The reason that we can have this confidence is the fact that our loving God has taken care of our deepest, most serious need, which is the forgiveness of our sins. When we compare our lives to the uncompromising demands of the law, we see how often we have fallen far short of the perfection that is required. For example, how often don’t we place our trust, our hope, in something other than God as we go through this life? We try this and we try that, thinking that the solution might be there. This misplaced trust is a sin against God. We also see from God’s law that we rightly deserve to be cast out from our loving God’s presence for all eternity. If we were still in this state, there is no way that we could ever say, “It’s all right.” It could never be all right either for this life or the next.

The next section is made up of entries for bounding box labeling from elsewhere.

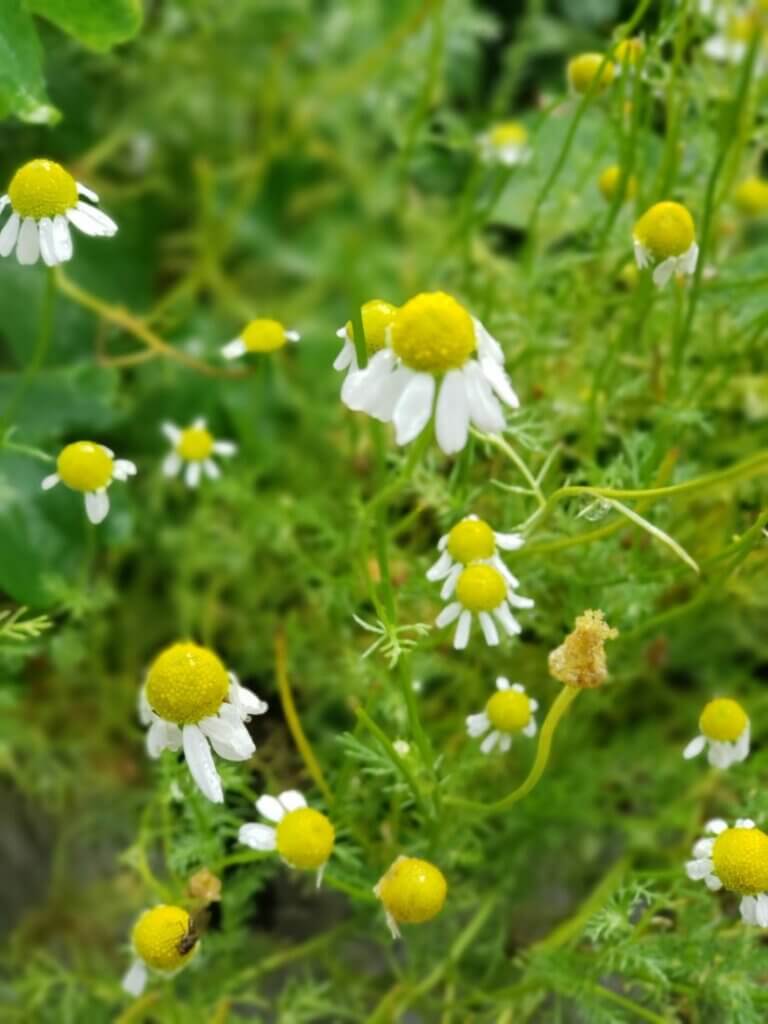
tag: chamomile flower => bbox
[139,642,267,804]
[122,903,200,995]
[685,818,768,928]
[238,790,336,889]
[683,697,750,768]
[162,417,238,487]
[467,676,539,754]
[221,318,301,359]
[633,202,698,288]
[374,856,447,939]
[342,292,519,455]
[42,441,136,523]
[0,160,118,266]
[479,121,530,167]
[566,53,615,95]
[334,299,397,382]
[435,562,534,650]
[427,515,534,607]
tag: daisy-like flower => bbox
[685,818,768,928]
[374,856,447,939]
[566,53,615,95]
[342,292,519,455]
[221,318,301,359]
[162,417,238,487]
[427,515,534,608]
[139,642,267,804]
[633,202,698,288]
[42,441,136,523]
[334,299,397,382]
[238,790,336,889]
[0,160,118,266]
[435,562,534,650]
[479,121,530,167]
[123,903,200,995]
[683,697,750,768]
[467,676,539,754]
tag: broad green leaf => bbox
[27,0,142,50]
[0,0,59,124]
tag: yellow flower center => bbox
[376,857,447,925]
[146,643,229,725]
[276,807,335,870]
[392,292,477,374]
[485,689,530,732]
[56,441,113,492]
[8,160,78,220]
[597,164,637,203]
[635,202,696,260]
[698,697,750,742]
[131,904,198,971]
[712,828,768,896]
[346,299,397,355]
[733,175,768,216]
[488,121,528,150]
[567,53,614,94]
[447,519,496,565]
[241,319,288,352]
[456,565,507,611]
[176,427,213,462]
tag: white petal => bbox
[454,608,472,650]
[238,821,278,851]
[477,611,499,647]
[0,213,22,256]
[435,370,469,455]
[121,959,146,996]
[85,490,110,524]
[683,736,707,761]
[256,794,286,821]
[16,217,40,266]
[181,725,224,804]
[392,374,434,444]
[278,790,306,811]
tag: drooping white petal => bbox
[238,821,278,852]
[181,725,224,804]
[436,370,469,455]
[392,374,435,444]
[16,217,40,266]
[256,793,286,822]
[85,490,110,525]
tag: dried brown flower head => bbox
[549,609,618,688]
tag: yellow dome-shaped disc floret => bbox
[8,160,78,220]
[146,642,229,725]
[733,175,768,217]
[346,299,397,355]
[375,857,447,925]
[485,689,531,732]
[131,903,198,971]
[456,565,507,611]
[712,828,768,896]
[392,292,477,373]
[488,121,528,150]
[634,202,696,260]
[241,318,288,352]
[56,441,114,492]
[698,697,750,742]
[176,427,214,462]
[567,53,614,95]
[597,164,637,203]
[447,519,496,565]
[276,807,336,871]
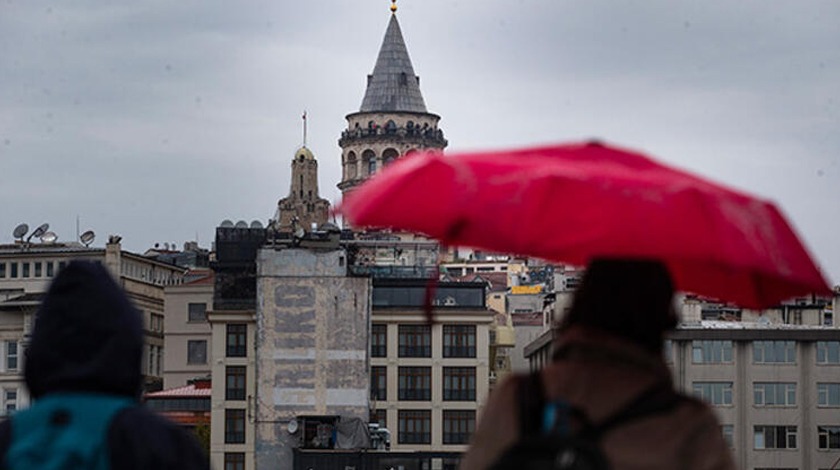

However, God saw us in our deepest distress and has come to our aid. That is our focus during this Lenten season. The Father, in his unfathomable love, sent his Son to be our Savior. Having lived a perfect life in our place, Jesus offered his life on the cross. Through his suffering and death, our sins have been paid for. God sees us as perfect. Because of Jesus’ resurrection, we know that our debt of sin is gone and that we have life, eternal life. Through the working of the Holy Spirit, faith has been created in our hearts, and our eyes are opened to see all the gifts, including the forgiveness of sins, that Jesus has won for us. Because this is true, when our consciences remind us of a sin that we have committed, we can say, “It’s all right. Jesus has paid for that sin, as well. There is peace.”
Since this is true, we can also have this same confidence that the Lord will be with us during all the difficulties in our lives. It may well be that God, in his mercy, will deliver us from them. He certainly has the power and the love to do so. If that is the case, to God be all the glory. However, if we are still to go through them, we can still have the confidence that God is with us and will always do what is best for us. If that job is lost or we face that financial setback, we know that God will always provide for us. If the medical diagnosis wasn’t what we were hoping for, we know that God will help us through it. When we face the death of a loved one, we know that God is there to comfort us, just as Jesus did for Martha and Mary at the loss of their brother. When we face our own end of life on this earth, we know that God is there to strengthen us with the sure hope of resurrection and eternal life. Dear friends, take to heart and hold fast the promise that God makes us in Psalm 50:15, “Call on me in the day of trouble; I will deliver you, and you will honor me.”
So, when someone asks, “How are you?”, you can give the pat answer, “I’m fine.” Maybe, if you are facing something distressing in your life, you might want to share that with the person who asks. It’s wonderful to have people who care about you and can lend a sympathetic ear. Often, however, they cannot do anything more than listen. How blessed we are to have a God who not only hears our groans but can do something about them. We know that he loves us so much that he sent his Son into the world to be our Savior. Since this is true, we have this comfort. Whatever may come our way, whether it is a joyous occasion or deepest sorrow, whether the day is full of sunshine or storms, in life or death, we can still confidently and truthfully say, “I am at peace. It is all right.”